Por lo demás, la hostilidad estatal
hacia la inmigración irregular (aunque no solamente) no ha cesado de
incrementarse en los últimos años, justificado por sus ejecutores por razones
de seguridad y soberanía territorial. Incluso si aceptamos la necesidad de una
“política de fronteras” determinada, el actual maltrato y abandono de estos grupos
de seres humanos tiene como razón fundamental infundir pánico entre los que
sueñan con acceder a territorio europeo, a menudo engañados por las mafias
locales a cambio de unos miles de euros. Puesto
que esos grupos son inmediatamente
confinados en Centros de Internamiento y mayoritariamente deportados a sus
países de origen, la brutalidad de la actual gestión de los controles
fronterizos, en última instancia, sólo puede tener como objetivo el
amedrentamiento de esa masa indigente de personas que vagan a la espera de una
oportunidad siempre postergada, así como obtener el apoyo de una parte de la
población, no siempre identificada de forma explícita con la derecha. Desde
luego, no se trata meramente de un “exceso policial”, sino de una práctica institucionalizada
que cuenta tanto con el respaldo del gobierno español como con la aquiescencia
de las autoridades europeas, a pesar de algunas protestas tibias en sentido
contrario por parte de la comisaria europea del interior.
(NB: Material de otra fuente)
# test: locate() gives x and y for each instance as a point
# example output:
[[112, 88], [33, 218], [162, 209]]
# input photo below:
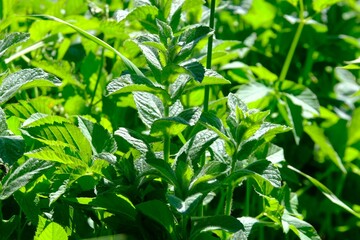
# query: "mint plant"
[[178, 120]]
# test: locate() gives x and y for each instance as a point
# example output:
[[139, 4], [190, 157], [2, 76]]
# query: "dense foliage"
[[185, 119]]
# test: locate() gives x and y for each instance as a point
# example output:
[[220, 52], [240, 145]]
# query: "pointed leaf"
[[11, 147], [188, 40], [59, 132], [130, 83], [320, 5], [150, 107], [185, 207], [53, 231], [12, 39], [195, 69], [260, 170], [22, 175], [23, 79], [163, 169], [301, 228], [100, 139], [134, 139], [159, 212], [175, 125], [205, 224], [132, 67], [249, 224], [209, 172], [165, 32], [326, 191], [318, 136], [196, 146]]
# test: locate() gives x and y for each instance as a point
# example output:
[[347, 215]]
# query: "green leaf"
[[132, 67], [196, 146], [211, 223], [56, 154], [150, 107], [177, 88], [165, 32], [23, 79], [151, 54], [131, 83], [195, 69], [255, 94], [53, 231], [8, 227], [320, 5], [324, 190], [12, 39], [11, 147], [100, 139], [134, 139], [188, 40], [162, 168], [292, 115], [25, 173], [175, 125], [57, 131], [353, 129], [249, 224], [318, 136], [260, 170], [115, 203], [159, 212], [185, 207], [301, 228], [213, 78], [266, 132], [236, 101], [294, 2], [209, 172], [300, 95], [25, 108]]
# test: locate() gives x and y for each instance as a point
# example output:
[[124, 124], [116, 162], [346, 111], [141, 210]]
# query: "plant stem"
[[230, 190], [209, 54], [166, 136], [98, 78], [247, 199], [294, 43]]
Tras esa constatación diaria,
otra vez una constatación más amplia: el estigma de los cuerpos negros va enlazado
al estigma de los cuerpos pobres o, para decirlo en otros términos, “raza” y
“clase” quedan soldados como parte de la experiencia
colectiva del rechazo: racismo y clasismo se articulan en una política de
estado que estigmatiza categorías enteras de seres humanos, un mercado
capitalista mundializado que se desentiende de aquellos que quedan excluidos o
marginados del consumo y una aprobación tácita y vergonzante de algunos
sectores y grupos nacionales que no cabe subestimar, incluso cuando no disponemos
de estadísticas al respecto (7).
En este contexto, ¿qué queda de
la retórica multiculturalista de la “tolerancia”? ¿qué expectativas razonables podemos
formarnos con respecto a la necesaria reversión de esa situación histórica a la
que están sometidos aquellos que Fannon llamó alguna vez “condenados de la
tierra”? ¿Qué hipocresía eurocéntrica podría mantener todavía el papel de
Europa como guía moral
y política de la humanidad, invocando una superioridad desmentida de forma
persistente por este tipo de prácticas? ¿En nombre de qué política de seguridad
puede sostenerse este abuso sistemático del que son objeto estas masas
indigentes? ¿Qué anquilosamiento moral se ciñe sobre las poblaciones locales
ante semejantes crímenes de estado? Y, lo que no es menos grave, ¿a qué
peligroso umbral histórico nos estamos aproximando, allí donde la vida de los
otros resulta cada vez más indiferente?